Ohio National Guard News

Celebrating National Apprenticeship Week Nov. 12-18

Combat boots to work boots:
Apprenticeship sparks Citizen-Soldier's career

Story by Stephanie Beougher, Ohio National Guard Public Affairs

Ohio Army National Guard Chief Warrant Officer 2 Martin Helms works with Iraqi contractors to build new barracks in Bagdad during a deployment in 2013, while he was with the 1194th Engineer Company, based in Chillicothe, Ohio. Currently a member of Headquarters and Headquarters Company, 112th Engineer Battalion based in Brook Park, Ohio, Helms enlisted in 1999 while still in high school. (Courtesy photo)

Martin Helms (left), a chief warrant officer 2 in the Ohio Army National Guard, is a journey-level electrician and the Akron Area Electrical Joint Apprenticeship Training Committee’s training director, where he got his start as an electrical apprentice in 2006. Apprenticeship programs and skilled trades are some of the most sought after professions in Ohio.
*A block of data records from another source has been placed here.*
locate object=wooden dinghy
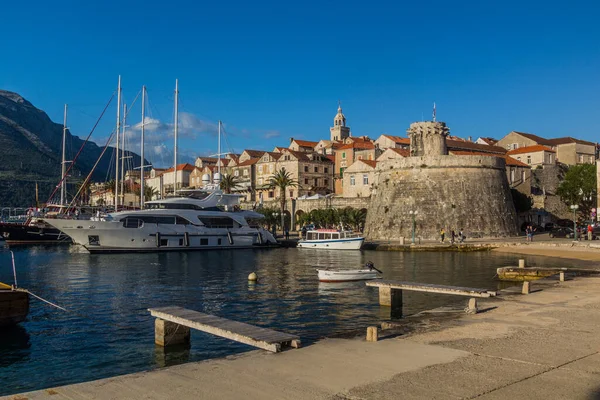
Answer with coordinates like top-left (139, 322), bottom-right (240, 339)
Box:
top-left (317, 269), bottom-right (381, 282)
top-left (0, 282), bottom-right (29, 327)
top-left (496, 267), bottom-right (600, 282)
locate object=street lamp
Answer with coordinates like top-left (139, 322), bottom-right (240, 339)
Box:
top-left (571, 204), bottom-right (579, 240)
top-left (408, 210), bottom-right (419, 244)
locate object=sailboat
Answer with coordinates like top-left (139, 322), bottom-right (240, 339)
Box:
top-left (49, 81), bottom-right (277, 253)
top-left (0, 104), bottom-right (71, 245)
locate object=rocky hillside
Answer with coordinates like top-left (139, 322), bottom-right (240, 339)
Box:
top-left (0, 90), bottom-right (140, 207)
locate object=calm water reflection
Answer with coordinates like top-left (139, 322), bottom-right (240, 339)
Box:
top-left (0, 247), bottom-right (564, 395)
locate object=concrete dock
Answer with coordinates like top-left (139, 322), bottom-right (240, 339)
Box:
top-left (5, 277), bottom-right (600, 400)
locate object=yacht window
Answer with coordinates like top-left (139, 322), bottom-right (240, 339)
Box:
top-left (123, 218), bottom-right (144, 228)
top-left (198, 216), bottom-right (234, 228)
top-left (175, 215), bottom-right (190, 225)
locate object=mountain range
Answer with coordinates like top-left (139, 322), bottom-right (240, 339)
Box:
top-left (0, 90), bottom-right (140, 207)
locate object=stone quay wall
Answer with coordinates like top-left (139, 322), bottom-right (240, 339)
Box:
top-left (365, 155), bottom-right (518, 240)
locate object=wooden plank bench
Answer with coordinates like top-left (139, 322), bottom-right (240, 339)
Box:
top-left (366, 280), bottom-right (496, 315)
top-left (148, 307), bottom-right (300, 353)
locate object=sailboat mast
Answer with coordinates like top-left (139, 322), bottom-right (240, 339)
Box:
top-left (115, 75), bottom-right (121, 211)
top-left (60, 104), bottom-right (67, 206)
top-left (140, 86), bottom-right (146, 210)
top-left (173, 79), bottom-right (179, 194)
top-left (217, 120), bottom-right (221, 177)
top-left (121, 104), bottom-right (127, 205)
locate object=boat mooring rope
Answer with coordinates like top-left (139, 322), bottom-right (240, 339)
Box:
top-left (13, 288), bottom-right (69, 312)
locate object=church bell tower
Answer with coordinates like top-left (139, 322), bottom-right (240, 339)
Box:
top-left (329, 102), bottom-right (350, 141)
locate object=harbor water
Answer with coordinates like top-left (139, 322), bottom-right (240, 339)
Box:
top-left (0, 246), bottom-right (565, 395)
Pictured with Helms are committee staff members Steve Mangus (from left), Amy Pendergrass and Lysa Devinney. (Courtesy photo)

Helms family portrait.COLUMBUS, Ohio (11/12/18) — Since his junior year at Chippewa High School in Doylestown, Ohio, when one of his part-time jobs was helping an electrical contractor on weekends and summer breaks, Martin Helms has loved working with his hands.

Helms, now a chief warrant officer 2 with the Ohio Army National Guard’s Headquarters and Headquarters Company, 112th Engineer Battalion based in Brook Park, Ohio, enlisted in 1999 while still in high school. During his early years of service in the National Guard, he was working full-time as a residential wireman for a company in Rittman, Ohio.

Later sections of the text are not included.